One way to put a banner on the course of human civilization is to call it an escape from uncertainty ( most of which would have led us to death). Why do we live in societies? To save ourselves from the uncertainty of getting attacked... Why do we build houses? To mitigate the uncertainty of getting our food washed away in the rain... Why do we rear children? So that we don't fast ourselves to death in old age. So in all these cases, the sheer uncertainty in the future has made us make expensive investments in the present. And those who didn't give in to these fears took a risk.
The pay-off of that risk is, however, independent of the past. In some cases, the risk turned out to be a golden gamble. Just like a flood washing away houses of people...the ones who hadn't built their houses were a little less sad. Risk can give an unexpected reward, but the higher the risk, the greater the return.
But at times, the risk is otherwise. Instead of choice for the individual, it becomes a calamity enforced upon him. Say a flood, so how do all homeowners save themselves from this risk? In other words, how do institutions mitigate the high losses of the risk? The short answer is insurance. They keep collecting a premium from all members of the society and then channel them to the one who faces a dis-fortune. But, here, we need a convincing algorithm to convince people to keep pooling their money and then give it away to someone else. The answer is in statistics.

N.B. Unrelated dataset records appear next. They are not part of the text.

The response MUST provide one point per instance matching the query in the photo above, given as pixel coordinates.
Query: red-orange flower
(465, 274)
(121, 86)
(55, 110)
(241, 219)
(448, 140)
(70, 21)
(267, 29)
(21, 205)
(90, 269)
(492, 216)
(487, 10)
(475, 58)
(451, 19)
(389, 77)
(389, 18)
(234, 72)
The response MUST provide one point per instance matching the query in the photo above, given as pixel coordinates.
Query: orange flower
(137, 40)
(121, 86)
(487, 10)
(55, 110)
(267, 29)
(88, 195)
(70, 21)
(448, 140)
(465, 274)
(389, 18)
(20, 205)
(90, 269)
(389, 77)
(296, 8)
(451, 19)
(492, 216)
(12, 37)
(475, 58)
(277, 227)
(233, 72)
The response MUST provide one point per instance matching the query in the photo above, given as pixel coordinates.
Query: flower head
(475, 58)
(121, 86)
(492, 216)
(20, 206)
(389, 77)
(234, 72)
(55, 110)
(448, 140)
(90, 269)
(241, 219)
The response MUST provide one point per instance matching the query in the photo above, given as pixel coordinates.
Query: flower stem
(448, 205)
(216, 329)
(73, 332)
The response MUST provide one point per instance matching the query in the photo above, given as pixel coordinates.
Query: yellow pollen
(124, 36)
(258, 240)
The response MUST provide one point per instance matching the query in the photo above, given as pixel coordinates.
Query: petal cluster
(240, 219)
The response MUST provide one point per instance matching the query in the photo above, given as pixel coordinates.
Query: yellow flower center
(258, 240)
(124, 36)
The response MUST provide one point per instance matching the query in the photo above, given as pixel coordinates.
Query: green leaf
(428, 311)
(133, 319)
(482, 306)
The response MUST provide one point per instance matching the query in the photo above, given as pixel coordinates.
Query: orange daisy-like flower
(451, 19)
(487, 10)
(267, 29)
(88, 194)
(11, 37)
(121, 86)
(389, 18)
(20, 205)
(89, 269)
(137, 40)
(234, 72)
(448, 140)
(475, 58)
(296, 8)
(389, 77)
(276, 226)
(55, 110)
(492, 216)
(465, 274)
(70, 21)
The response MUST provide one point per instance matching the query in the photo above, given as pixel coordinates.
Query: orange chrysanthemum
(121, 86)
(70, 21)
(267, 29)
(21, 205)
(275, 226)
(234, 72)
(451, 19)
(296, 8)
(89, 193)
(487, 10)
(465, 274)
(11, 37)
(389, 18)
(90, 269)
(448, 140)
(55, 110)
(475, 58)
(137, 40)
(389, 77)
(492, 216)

Unlike other forms of mathematics that provide a language for existing things in nature or human logic, statistics take a step into the future. Statistics does not, but our interpretation of it does. When figuring out gravity, physicists devised equations from the first principles ( sometimes intuition ). Then solved those to arrive at concrete solutions, and then a plethora of experiments were fired at those theories validating their genuineness. However, after some time, this exercise became tedious; there were far too many things to consider, emergent behaviour made the first principle approach void, and intuition needed to be more reliable. The other way around is to come up with empirical solutions from the large number of experiments done.
This, in a way, is looking at the past, finding a pattern, and then taking a shot at the future. This is the discourse of the engineering world today. The three decisive factors here are
- The past ( the data that we have)
- the prediction ( how we analyse that data to find a pattern)

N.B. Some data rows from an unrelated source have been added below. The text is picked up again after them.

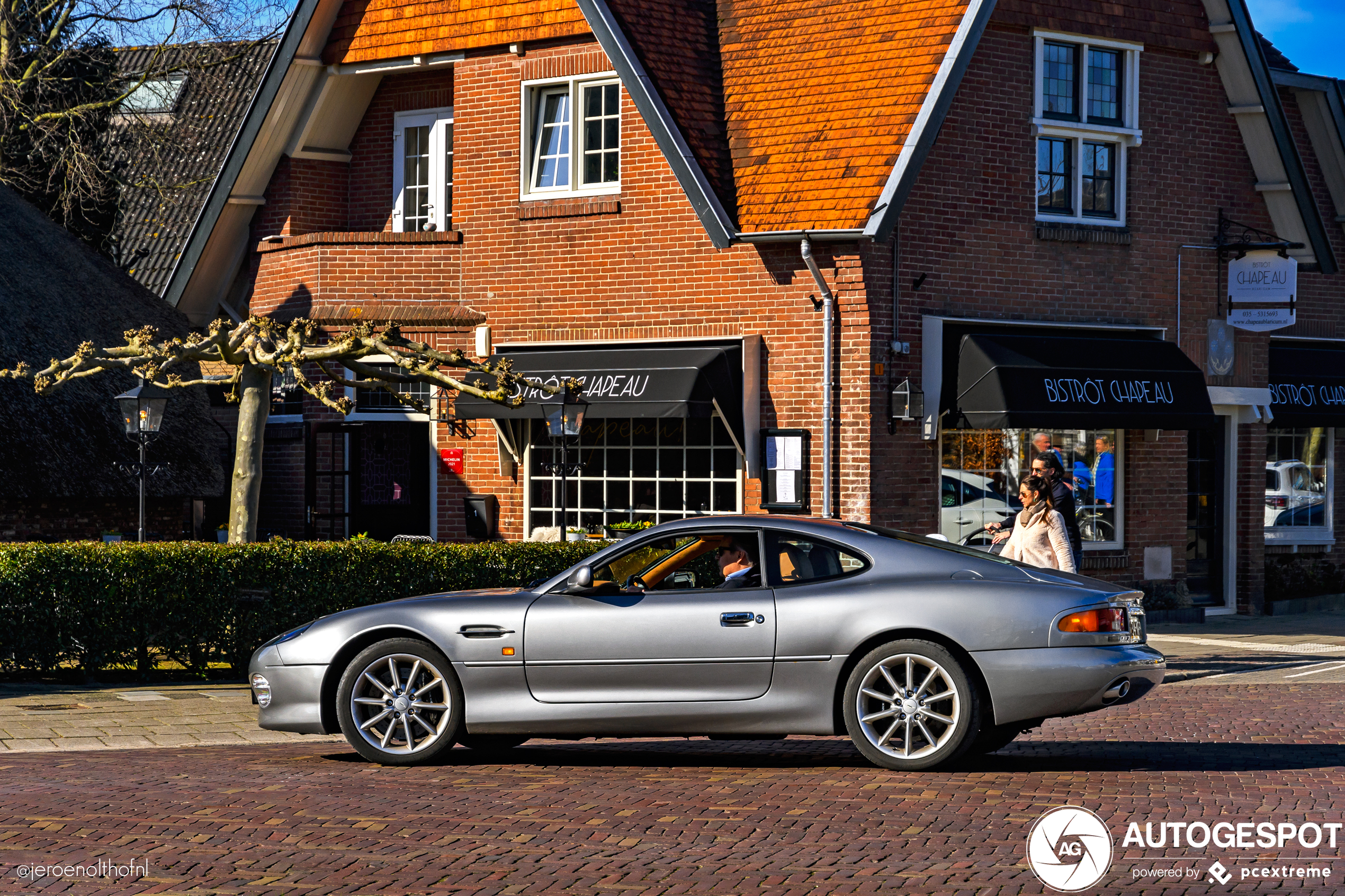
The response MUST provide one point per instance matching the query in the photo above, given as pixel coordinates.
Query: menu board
(786, 483)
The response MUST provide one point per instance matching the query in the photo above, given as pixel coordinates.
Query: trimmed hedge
(121, 605)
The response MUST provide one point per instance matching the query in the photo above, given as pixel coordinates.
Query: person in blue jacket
(1105, 470)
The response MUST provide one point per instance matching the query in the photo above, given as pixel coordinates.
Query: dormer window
(1086, 116)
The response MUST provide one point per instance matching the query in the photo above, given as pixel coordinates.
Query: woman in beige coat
(1039, 535)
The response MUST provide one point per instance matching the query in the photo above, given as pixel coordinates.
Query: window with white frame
(1298, 484)
(572, 138)
(1086, 115)
(423, 171)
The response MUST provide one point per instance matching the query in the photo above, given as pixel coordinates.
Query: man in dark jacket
(738, 563)
(1048, 465)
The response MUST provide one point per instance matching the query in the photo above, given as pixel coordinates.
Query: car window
(932, 543)
(795, 559)
(952, 496)
(678, 563)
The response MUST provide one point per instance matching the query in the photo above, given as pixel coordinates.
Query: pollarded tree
(260, 350)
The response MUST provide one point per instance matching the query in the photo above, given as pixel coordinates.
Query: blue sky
(1311, 33)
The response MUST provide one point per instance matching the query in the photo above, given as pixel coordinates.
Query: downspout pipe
(828, 310)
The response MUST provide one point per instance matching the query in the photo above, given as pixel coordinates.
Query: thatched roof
(54, 295)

- the future ( how does our prediction fit the real world)
So, the products of the modern era have tried to excel at these fronts, to get to know their consumer's data better, and then employ the fastest computers to predict and reduce the error.

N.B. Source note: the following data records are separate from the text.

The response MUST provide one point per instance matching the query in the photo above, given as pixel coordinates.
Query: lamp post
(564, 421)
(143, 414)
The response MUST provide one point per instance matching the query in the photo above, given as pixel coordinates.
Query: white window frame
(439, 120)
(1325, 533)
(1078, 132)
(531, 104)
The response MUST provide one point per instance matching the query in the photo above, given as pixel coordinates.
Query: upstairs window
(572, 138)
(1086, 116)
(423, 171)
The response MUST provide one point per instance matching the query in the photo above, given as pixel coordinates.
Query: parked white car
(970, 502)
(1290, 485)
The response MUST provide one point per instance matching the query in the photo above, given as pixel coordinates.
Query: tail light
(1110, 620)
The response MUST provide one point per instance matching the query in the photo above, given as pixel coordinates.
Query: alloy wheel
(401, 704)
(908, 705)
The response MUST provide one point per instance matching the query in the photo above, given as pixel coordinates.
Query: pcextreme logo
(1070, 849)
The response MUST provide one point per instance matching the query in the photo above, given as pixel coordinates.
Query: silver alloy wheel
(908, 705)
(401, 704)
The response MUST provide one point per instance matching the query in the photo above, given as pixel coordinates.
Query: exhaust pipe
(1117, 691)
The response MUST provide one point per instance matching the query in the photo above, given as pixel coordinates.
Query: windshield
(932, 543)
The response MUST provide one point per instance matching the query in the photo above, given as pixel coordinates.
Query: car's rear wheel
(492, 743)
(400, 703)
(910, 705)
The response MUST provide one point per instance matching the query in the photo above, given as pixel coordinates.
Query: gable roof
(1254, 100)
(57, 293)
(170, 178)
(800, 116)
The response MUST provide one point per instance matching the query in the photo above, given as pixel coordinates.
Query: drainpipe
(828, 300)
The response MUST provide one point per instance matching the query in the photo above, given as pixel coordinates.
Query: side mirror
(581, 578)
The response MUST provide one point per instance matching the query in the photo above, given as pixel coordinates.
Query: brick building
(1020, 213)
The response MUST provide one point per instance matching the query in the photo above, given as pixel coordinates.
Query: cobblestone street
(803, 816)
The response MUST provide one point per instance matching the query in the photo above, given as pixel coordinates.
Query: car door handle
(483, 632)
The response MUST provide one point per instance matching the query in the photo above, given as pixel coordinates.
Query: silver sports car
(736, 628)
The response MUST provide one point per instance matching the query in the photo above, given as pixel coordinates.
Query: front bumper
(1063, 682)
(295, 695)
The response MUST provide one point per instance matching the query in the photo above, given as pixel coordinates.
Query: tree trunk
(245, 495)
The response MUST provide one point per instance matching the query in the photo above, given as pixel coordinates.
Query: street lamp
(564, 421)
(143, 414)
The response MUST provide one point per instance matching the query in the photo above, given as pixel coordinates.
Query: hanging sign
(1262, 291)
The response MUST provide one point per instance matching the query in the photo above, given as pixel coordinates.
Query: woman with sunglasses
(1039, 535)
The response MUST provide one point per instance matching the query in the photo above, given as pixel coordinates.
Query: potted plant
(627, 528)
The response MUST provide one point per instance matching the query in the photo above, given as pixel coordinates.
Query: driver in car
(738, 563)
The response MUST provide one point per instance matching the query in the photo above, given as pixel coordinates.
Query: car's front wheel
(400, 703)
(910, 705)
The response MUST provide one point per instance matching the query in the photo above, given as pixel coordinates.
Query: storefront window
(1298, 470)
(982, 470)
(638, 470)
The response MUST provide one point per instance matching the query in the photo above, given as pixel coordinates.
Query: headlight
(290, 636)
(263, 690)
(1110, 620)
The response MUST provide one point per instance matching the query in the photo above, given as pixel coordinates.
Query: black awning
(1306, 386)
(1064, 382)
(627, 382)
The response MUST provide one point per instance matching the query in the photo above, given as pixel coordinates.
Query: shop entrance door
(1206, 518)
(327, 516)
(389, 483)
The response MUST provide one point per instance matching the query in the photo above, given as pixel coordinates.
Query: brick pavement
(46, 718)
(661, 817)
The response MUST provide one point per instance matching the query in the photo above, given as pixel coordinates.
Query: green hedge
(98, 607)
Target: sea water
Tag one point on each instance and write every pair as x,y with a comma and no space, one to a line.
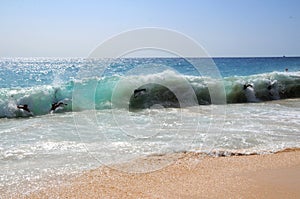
103,122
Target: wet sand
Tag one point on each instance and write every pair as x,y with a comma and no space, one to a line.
193,175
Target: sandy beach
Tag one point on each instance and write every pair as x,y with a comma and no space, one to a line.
193,175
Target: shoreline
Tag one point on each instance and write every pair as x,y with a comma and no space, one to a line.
193,175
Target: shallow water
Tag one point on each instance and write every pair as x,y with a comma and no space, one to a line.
67,143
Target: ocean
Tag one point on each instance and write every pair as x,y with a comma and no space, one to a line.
62,116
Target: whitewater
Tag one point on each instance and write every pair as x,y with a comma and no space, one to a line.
103,121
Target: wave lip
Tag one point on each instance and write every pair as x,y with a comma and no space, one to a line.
263,87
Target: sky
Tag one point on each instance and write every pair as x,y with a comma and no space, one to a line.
224,28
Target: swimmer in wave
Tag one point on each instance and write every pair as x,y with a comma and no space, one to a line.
57,105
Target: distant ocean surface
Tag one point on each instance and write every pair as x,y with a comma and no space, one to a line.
87,113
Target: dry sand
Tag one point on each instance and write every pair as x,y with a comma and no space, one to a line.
193,176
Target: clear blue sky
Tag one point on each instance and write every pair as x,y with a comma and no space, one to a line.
65,28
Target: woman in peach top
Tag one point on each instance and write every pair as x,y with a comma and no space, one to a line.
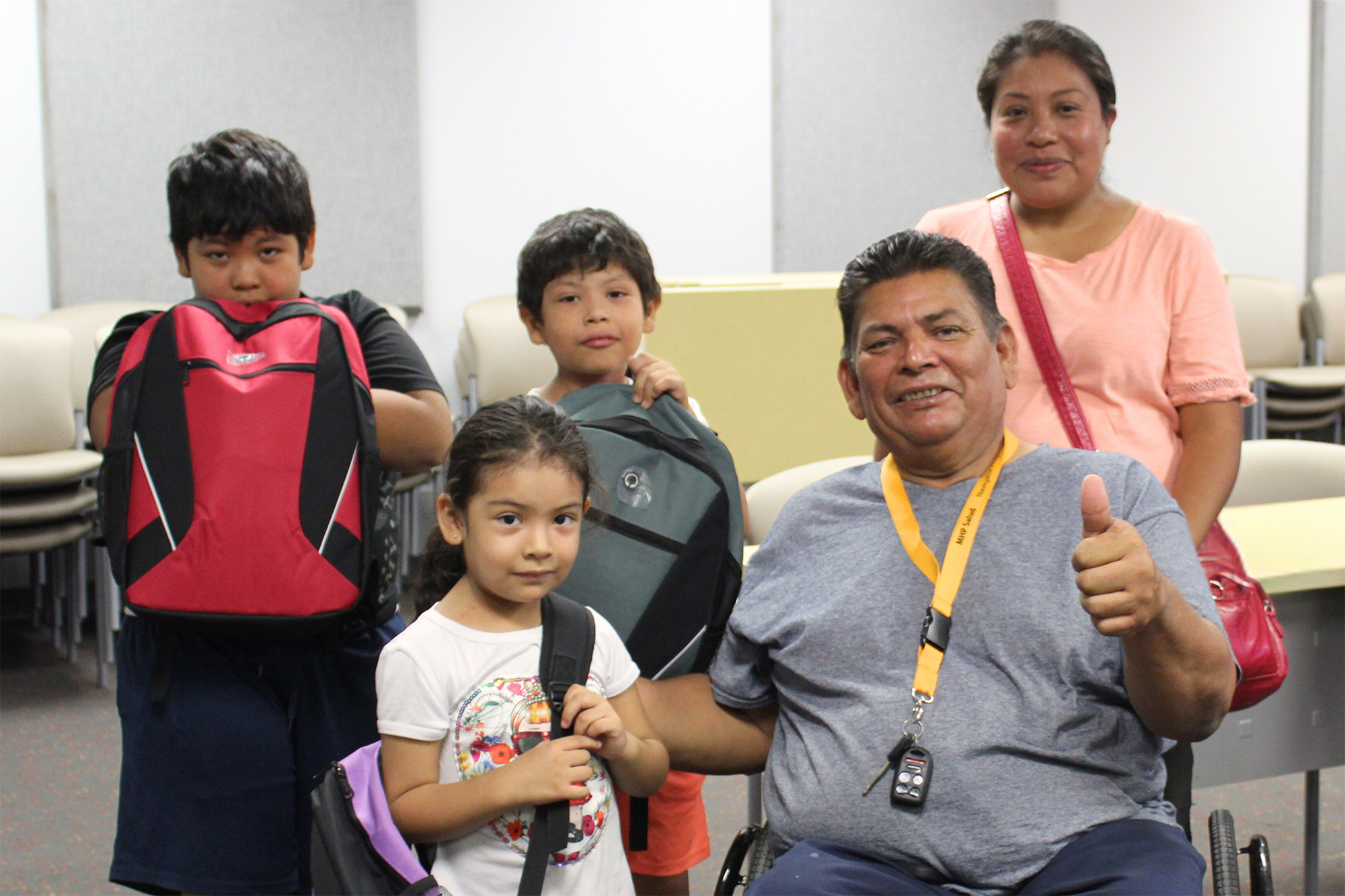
1133,294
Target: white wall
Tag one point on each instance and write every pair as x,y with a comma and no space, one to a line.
876,118
24,227
1213,100
1331,210
131,84
660,112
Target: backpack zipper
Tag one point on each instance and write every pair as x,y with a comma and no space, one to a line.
215,365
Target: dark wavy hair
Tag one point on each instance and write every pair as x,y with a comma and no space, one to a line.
233,182
583,241
518,430
1038,38
913,252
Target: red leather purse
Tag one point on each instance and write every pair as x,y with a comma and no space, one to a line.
1245,607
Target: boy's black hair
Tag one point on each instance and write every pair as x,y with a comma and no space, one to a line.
233,182
518,430
583,241
914,252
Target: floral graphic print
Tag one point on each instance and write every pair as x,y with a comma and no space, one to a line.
498,721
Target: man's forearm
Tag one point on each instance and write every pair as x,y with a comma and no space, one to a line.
701,735
1180,673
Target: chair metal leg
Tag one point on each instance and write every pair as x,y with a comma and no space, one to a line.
75,583
1312,829
106,611
755,799
57,579
83,548
36,585
1254,416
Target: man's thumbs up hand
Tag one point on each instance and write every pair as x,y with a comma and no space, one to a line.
1094,505
1118,581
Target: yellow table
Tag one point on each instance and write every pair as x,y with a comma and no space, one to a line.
1297,551
1296,545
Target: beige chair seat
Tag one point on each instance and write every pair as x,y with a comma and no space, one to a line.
766,498
1276,470
84,323
22,540
48,469
29,507
1300,424
1327,404
496,349
1324,377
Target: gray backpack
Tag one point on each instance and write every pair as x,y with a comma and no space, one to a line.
664,561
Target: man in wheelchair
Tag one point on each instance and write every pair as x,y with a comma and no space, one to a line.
983,717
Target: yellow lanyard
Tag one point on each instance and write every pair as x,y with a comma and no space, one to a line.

It speaks a thing or two about changing customer behaviour and thus is essential to all engineering fields. First, people increasingly accept risk as a part of their daily life. This has been made possible by financial instruments like insurance. The newer generation is increasingly becoming a social phenomenon and is open to riskier investments.The second and more remarkable change is in the product we sell. There is a rising demand for products that meet aspirations rather than needs. For example, more people would like to flaunt a self-driving car, which has a greater probability of crashing when given at a lower price. This shows that we are selling a fixed feature and a box that captures the feature and the fuzziness around it. The lesser the fuzziness, the higher the price.
Also, the consumer today is less likely to be loyal. Since the risk of choosing a new brand is calculated in an economic sense. Thus, we have a quirky customer looking for features ( even with errors ). So what does it say about the future?
We are in for a battle for crazy ideas and realising them. We can take risks and experiment with an awareness that there is a market for that. And that we, as a customer ourselves, need to be mitigating our risk through the instruments at our disposal.